El golpe que le dio lo tiró al suelo. Ahí perteneces, rata rabiosa ¿Lo había dicho recién o se había cansado de repetirlo?

Así que Rex estaba furioso, ese hijo de perra no lo sabía, pero para Kaldor era la persona con más suerte de todo el pabellón. Desearía morir aplastado por una roca y que su cerebro se patinara por el suelo como una canica, para que alguien tuviera que fregarlo luego y se le metiera aquella masa blancuzca entre los dedos.

Kaldor partió en risa inmediatamente cuando se paró, sujetándose de la pared. Iba a erguirse como un mastín y darle una última batalla, pero le esposaron las manos y le ataron los talones con una cadena.

Ladeó la cabeza. Al parecer los policías estaban entrenados, creyó que se limitaban a tragar como cerdos y masturbarse detrás de un escritorio con revistas de autos. Bueno, todos los días se aprendía algo nuevo, eso decía su padre. Mentira, en realidad Kaldor nunca conoció a su jodido padre, solo sabía que debió haber tenido serios problemas para crear a alguien como Kaldor.

Fue arrastrado por los pabellones.
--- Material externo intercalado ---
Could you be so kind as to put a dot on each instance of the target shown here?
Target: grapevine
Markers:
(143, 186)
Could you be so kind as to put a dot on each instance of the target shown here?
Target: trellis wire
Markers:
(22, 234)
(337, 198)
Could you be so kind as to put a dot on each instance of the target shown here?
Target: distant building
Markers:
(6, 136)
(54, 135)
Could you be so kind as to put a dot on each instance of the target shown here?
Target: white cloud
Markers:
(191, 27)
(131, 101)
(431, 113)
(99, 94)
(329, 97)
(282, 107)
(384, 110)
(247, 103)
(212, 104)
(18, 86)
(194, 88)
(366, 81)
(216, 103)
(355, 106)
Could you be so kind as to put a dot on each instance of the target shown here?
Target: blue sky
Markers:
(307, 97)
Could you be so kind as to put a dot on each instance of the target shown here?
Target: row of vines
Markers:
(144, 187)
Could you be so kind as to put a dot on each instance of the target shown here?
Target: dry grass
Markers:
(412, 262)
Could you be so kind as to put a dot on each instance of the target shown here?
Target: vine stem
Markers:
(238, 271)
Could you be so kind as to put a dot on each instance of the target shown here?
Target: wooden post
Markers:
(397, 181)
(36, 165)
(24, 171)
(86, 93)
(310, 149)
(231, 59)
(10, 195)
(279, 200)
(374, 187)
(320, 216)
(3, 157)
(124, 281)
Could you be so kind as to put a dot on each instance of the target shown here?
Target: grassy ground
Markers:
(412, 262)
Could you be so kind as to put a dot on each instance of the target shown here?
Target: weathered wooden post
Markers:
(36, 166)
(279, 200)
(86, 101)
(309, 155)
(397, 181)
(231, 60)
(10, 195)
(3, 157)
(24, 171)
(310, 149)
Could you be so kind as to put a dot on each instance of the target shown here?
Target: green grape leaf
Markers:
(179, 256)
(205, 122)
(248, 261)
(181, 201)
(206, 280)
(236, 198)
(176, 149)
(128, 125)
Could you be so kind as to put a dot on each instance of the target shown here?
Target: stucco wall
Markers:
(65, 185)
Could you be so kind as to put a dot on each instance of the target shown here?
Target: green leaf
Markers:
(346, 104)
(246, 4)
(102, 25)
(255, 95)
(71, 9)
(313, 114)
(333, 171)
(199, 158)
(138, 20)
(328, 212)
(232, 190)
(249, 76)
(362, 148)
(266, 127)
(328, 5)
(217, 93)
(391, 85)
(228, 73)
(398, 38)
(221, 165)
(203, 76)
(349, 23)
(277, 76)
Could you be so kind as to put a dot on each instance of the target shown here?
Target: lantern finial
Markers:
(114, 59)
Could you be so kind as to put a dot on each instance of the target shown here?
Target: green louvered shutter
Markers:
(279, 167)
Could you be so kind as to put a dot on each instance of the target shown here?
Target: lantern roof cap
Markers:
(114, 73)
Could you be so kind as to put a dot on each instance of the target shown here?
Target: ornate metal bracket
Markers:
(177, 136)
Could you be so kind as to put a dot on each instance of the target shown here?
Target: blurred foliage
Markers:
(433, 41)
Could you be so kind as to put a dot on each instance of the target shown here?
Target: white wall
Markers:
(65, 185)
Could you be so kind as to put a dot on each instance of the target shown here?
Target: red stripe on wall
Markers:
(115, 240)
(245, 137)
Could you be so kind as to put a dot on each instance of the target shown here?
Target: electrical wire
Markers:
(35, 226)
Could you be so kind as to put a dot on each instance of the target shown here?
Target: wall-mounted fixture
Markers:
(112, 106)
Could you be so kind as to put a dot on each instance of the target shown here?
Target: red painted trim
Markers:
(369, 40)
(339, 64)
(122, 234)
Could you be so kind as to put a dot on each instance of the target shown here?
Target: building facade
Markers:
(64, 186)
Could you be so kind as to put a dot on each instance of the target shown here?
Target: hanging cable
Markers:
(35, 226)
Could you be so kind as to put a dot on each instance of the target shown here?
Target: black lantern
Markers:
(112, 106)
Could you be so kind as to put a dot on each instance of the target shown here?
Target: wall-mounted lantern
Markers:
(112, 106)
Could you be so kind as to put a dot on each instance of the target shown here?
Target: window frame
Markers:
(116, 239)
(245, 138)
En los oscuros recintos el resto de los presos comenzaron a gritar, colgarse de las rejas, silbar o aullar como los animales que eran. Aquella rabieta era su manera de despedirse, de agitar el pañuelo, romper la botella en barco, estrechar manos. Dar un abrazo, por qué no.

Kaldor miró los pisos que había sobre su cabeza, de allí volaban papeles sobre las barandas, flameaban sábanas que se suspendían sobre las escaleras, eran despedidos zaparos, cartas o brebajes, todo lo que encontraban lo hacían volar lejos de las celdas.

Alguien había arrancado un pedazo de pared y aventó el ladrillo. La roquita cayó sobre el joven carcelero que hizo una mueca de dolor, pero continuó con la tarea de arrastrarlo lejos del pabellón, como si su sueldo lo justificara, lo que Kaldor dudaba enormemente.

—Eso estuvo cerca ¿Eh, Rex? —preguntó, pero él no le contestó—. ¡Dije que esa roca estuvo cerca! ¿Eh, Rex? ¿No crees?

—¡SE VA EL CHIQUILLO! —chilló el lobo del pabellón.

—SÍ, SE VA A COGER A TU ESPOSA.

—¡COMO SI TUVIERA QUE SALIR PARA ESO!

—¡EH, SE LLEVAN A VIDENTE!

—¡SUERTE CON TU DESTINO, VIDENTE!

—¡VOY A MATAR A LA REINA! —les avisó.

—¡MATARÁ A LA REINA! —alguien corrió la voz.

—¡ESE ES MI DESTINO!

Sus compañeros lo alentaron con vítores.

—¡ADIÓS, PERROS DE CALLE! ¡NO VOY A EXTRAÑARLOS PARA NADA! ¡JAMÁS!